Much of Thora van Deken’s strength undoubtedly rests on Pauline Brunius’s stunning performance in the title role, which is arguably the best of her film career. (Pauline Brunius, who also directed a few films on her own, had only a limited screen acting career and is today best known as a stage diva and the first female director of the Royal Dramatic Theatre in Stockholm.) Interestingly, the film is consistently structured around Thora’s – and, in few scenes, her daughter’s – point of view.
Thora van Deken (released in Britain as A Mother’s Fight) is one of the foremost examples of films by the minor directors of the Swedish “Golden Age”. Yet sadly it has been overshadowed by the work of the masters Stiller and Sjöström in both film history and screening praxis. The latest known showing for a theatre audience was in France in 1985.

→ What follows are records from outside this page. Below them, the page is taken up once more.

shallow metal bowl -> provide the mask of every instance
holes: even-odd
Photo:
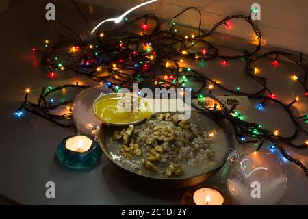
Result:
[[[219,118],[214,114],[208,114],[206,116],[209,116],[212,120],[214,120],[214,121],[215,121],[224,130],[229,142],[228,147],[234,149],[235,145],[235,138],[234,130],[232,126],[231,125],[230,123],[226,119]],[[122,170],[124,174],[126,174],[129,177],[131,177],[132,179],[136,180],[136,182],[139,181],[142,183],[143,185],[147,185],[158,188],[175,188],[175,189],[189,188],[198,185],[202,182],[206,181],[211,177],[212,177],[217,172],[218,172],[218,170],[225,164],[225,162],[227,161],[228,156],[227,153],[226,151],[226,155],[224,159],[224,161],[218,164],[216,168],[215,168],[212,170],[210,170],[209,172],[206,172],[203,174],[195,175],[193,177],[189,177],[186,178],[183,177],[183,178],[168,179],[168,178],[154,177],[151,176],[141,175],[136,172],[133,172],[131,170],[127,169],[126,167],[115,161],[110,155],[110,152],[109,151],[106,144],[107,141],[109,140],[107,140],[105,136],[106,133],[108,131],[112,131],[111,129],[112,129],[111,127],[108,127],[106,125],[102,125],[100,127],[98,135],[98,141],[103,150],[103,152],[104,153],[105,155],[108,158],[110,162],[112,164],[114,164],[116,167],[118,167],[120,170]]]

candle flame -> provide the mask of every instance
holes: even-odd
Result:
[[[78,151],[79,152],[81,151],[82,144],[84,144],[84,142],[82,141],[82,140],[79,140],[78,141]]]
[[[207,196],[207,197],[205,198],[205,201],[207,202],[207,205],[208,205],[209,203],[209,201],[211,201],[211,196]]]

The print  In 1968 a fine grain master was made from the original camera negative, which no longer exists. To complete the parts of the negative that were missing (the majority of Act 3 and the whole of Act 4), a duplicate negative was struck from a nitrate print. In 2017 the fine grain master and duplicate negative were scanned by the Swedish Film Institute and edited together with full-length intertitles. The tinting scheme of the final DCP is based on a severely deteriorated nitrate print.

Magnus Rosborn, Casper Tybjerg

scen: John W. Brunius, Sam Ask.
photog: Hugo Edlund. scg/des: Vilhelm Bryde, Gustaf Hallén.
cast: Pauline Brunius (Thora van Deken), Hugo Björne (Niels Engelstoft), Jessie Wessel (Esther Engelstoft), Gösta Ekman (pastore/pastor Bjerring), Gösta Cederlund (magistrato/magistrate Sidenius), Oscar Johansson (rettore/principal Brandt), Sam Ask (avvocato/attorney Sandberg).
prod: Filmindustri AB Skandia.
uscita/rel: 15.03.1920.
copia/copy: DCP (da/from 35mm, 1836 m.; orig. 1846 m.), 85′ (trascritto a/transferred at 19 fps), col. (imbibito/tinted); did/titles: SWE.
fonte/source: Svenska Filminstitutet, Stockholm.